I figured out a query to select some of the errant rows, but it only gets the highest sequence number in the duplicate set.
SELECT COUNT(*) AS num, group_id, person_id, MAX(sequence)
FROM my_table
GROUP BY group_id, person_id
HAVING COUNT(*) > 1;
I'm sure I'm missing something simple. Is there an easy way to remove these duplicates?
Thanks.
Try writing a query that returns the rows you want to delete. Assuming that the combination of (group_id,person_id,sequence)

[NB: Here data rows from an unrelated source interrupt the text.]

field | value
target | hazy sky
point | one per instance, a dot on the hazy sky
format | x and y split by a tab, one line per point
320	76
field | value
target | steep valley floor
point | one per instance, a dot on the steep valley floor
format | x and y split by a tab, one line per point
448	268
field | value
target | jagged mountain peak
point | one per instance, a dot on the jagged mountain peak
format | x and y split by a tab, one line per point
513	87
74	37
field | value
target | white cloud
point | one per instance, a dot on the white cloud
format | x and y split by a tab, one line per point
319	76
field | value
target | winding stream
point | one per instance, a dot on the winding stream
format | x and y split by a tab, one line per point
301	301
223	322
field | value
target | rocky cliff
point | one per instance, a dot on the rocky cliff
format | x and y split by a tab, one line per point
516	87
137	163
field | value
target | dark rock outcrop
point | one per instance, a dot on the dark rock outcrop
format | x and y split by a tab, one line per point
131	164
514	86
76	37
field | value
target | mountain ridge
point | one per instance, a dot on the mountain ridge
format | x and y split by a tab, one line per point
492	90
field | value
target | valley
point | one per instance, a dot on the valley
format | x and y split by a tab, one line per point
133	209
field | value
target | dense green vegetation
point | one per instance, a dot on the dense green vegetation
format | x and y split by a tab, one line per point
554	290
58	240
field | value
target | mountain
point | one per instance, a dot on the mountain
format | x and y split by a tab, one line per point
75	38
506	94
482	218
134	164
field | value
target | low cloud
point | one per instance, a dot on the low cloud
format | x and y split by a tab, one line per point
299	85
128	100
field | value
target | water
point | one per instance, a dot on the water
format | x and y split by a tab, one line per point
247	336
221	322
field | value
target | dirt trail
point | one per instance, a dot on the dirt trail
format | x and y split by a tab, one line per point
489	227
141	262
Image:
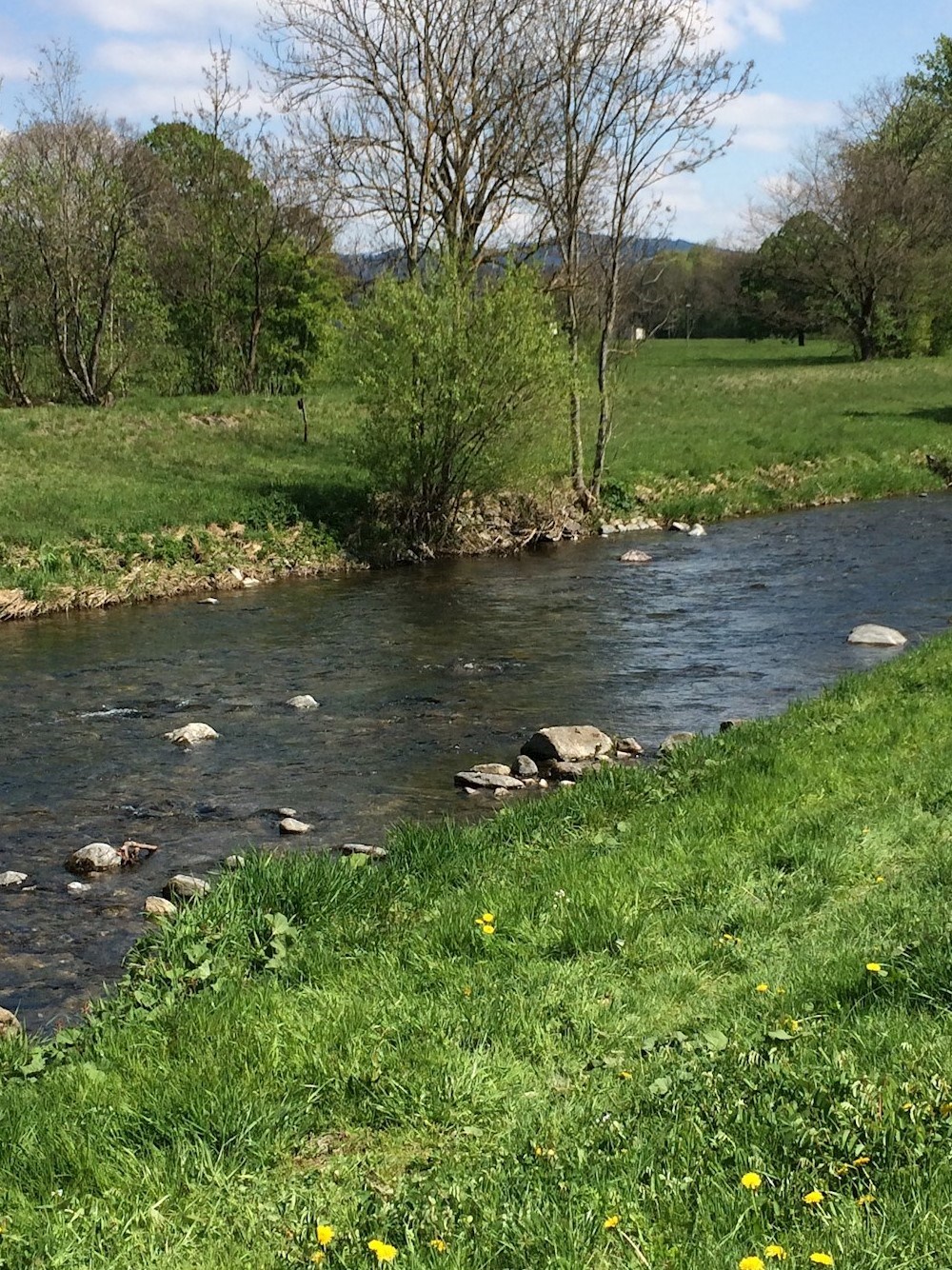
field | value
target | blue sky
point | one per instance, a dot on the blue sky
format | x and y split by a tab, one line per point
143	59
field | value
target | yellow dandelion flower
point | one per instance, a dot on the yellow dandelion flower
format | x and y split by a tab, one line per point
385	1252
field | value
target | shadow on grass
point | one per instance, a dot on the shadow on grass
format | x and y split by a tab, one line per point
932	414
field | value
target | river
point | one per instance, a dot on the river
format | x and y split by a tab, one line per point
419	672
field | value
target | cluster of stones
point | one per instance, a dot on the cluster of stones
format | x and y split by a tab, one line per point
552	756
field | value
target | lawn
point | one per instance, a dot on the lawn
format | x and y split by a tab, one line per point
710	1018
704	429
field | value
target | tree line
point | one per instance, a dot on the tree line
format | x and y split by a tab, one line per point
187	259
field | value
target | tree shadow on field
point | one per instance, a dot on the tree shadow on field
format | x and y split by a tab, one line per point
932	414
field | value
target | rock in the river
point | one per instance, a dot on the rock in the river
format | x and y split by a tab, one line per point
567	771
186	886
192	734
156	905
525	767
132	851
880	637
291	825
94	858
567	744
10	1025
486	782
362	848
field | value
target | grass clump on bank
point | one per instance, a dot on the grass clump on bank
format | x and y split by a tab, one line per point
95	502
564	1037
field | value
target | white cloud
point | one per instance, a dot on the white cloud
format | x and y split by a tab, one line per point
160	78
769	122
738	19
155	17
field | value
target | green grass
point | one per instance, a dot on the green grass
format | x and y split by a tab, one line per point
320	1042
704	429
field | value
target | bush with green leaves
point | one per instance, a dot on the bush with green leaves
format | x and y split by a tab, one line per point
455	373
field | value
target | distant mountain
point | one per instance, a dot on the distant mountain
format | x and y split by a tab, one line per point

is UNIQUE, and you don't have NULL values...
SELECT t.*
FROM my_table t
JOIN ( SELECT o.group_id
, o.person_id
, MAX(o.sequence) AS max_sequence
FROM my_table o
GROUP BY o.group_id, o.person_id
HAVING COUNT(*) > 1
) d
ON d.group_id = t.group_id
AND d.person_id = t.person_id
AND d.max_sequence = t.sequence
We can convert that into a DELETE
statement by replacing the SELECT
keyword with the DELETE
keyword.
Or, when I'm deleting rows with statements similar to this, I will usually create a table as a "backup" of the rows I'm going to delete.

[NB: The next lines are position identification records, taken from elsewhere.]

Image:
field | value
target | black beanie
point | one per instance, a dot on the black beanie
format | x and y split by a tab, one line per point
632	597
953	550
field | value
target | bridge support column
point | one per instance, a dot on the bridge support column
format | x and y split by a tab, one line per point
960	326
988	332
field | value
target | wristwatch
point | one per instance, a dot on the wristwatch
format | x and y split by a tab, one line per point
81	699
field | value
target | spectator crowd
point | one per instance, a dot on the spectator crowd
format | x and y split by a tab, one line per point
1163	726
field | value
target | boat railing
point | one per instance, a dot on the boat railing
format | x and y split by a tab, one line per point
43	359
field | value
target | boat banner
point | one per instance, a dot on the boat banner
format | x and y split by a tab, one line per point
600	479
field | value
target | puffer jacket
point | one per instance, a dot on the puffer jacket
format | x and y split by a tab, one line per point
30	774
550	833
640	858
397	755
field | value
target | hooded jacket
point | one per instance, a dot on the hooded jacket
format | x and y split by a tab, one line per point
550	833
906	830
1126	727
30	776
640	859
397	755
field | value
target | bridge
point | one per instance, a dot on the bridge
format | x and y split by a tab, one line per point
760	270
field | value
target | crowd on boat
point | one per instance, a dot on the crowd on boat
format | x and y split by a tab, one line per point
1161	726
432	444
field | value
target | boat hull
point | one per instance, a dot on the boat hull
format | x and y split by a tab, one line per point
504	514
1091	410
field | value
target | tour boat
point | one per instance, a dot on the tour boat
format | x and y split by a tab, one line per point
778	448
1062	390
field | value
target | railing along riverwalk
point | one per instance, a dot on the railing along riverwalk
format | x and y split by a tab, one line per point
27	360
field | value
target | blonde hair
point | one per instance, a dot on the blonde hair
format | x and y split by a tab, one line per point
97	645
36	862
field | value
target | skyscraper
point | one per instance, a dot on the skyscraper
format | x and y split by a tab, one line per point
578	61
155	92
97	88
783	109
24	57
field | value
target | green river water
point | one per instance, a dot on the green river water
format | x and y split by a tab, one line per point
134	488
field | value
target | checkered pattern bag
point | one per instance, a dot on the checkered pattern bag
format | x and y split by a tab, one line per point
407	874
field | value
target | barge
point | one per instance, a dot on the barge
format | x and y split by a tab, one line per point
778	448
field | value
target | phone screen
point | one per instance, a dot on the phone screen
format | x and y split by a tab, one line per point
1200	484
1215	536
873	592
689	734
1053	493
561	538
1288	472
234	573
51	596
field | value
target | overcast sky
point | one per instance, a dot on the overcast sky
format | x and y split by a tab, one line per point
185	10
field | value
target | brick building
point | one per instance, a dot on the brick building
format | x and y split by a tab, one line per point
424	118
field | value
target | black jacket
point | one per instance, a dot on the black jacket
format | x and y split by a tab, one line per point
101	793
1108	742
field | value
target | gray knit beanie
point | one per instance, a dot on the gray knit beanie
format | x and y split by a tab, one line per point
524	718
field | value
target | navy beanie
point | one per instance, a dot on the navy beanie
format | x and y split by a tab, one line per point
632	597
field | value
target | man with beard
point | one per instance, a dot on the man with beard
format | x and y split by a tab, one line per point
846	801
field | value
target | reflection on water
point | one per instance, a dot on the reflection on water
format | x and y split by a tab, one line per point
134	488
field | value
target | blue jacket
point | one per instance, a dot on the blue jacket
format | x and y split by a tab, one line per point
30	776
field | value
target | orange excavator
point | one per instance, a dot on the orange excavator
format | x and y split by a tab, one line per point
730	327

Just precede the SELECT with CREATE TABLE some_new_table_name AS
.
Then, we can reference the "saved" rows in a DELETE query
DELETE t.*
FROM my_table t
JOIN some_new_table_name d
ON d.group_id = t.group_id
AND d.person_id = t.person_id
AND d.max_sequence = t.sequence
This approach only gets "one" of the duplicates. If the original query had count values larger than 2, then we'd need to repeat this enough times, each time deleting the highest sequence value, repeating that until there are no count values greater than 1.
If there are a lot of duplicates to remove, we could use a slightly different pattern to get them in one fell swoop.
Instead of returning MAX(sequence)
(the row we want to delete), we can instead return MIN(sequence)
, the row we want to keep. And we'd change the predicate,
AND d.max_sequence = t.sequence
to be
AND d.min_sequence <> t.sequence
So that we delete all rows for that group_id, person_id
EXCEPT for the one with the minimum value.
I strongly recommend you write this as a SELECT
first, before converting it into a DELETE
statement. And I also recommend you have a good backup of the table and/or "save" copies of the rows you are going to delete. Just in case you need to restore some rows.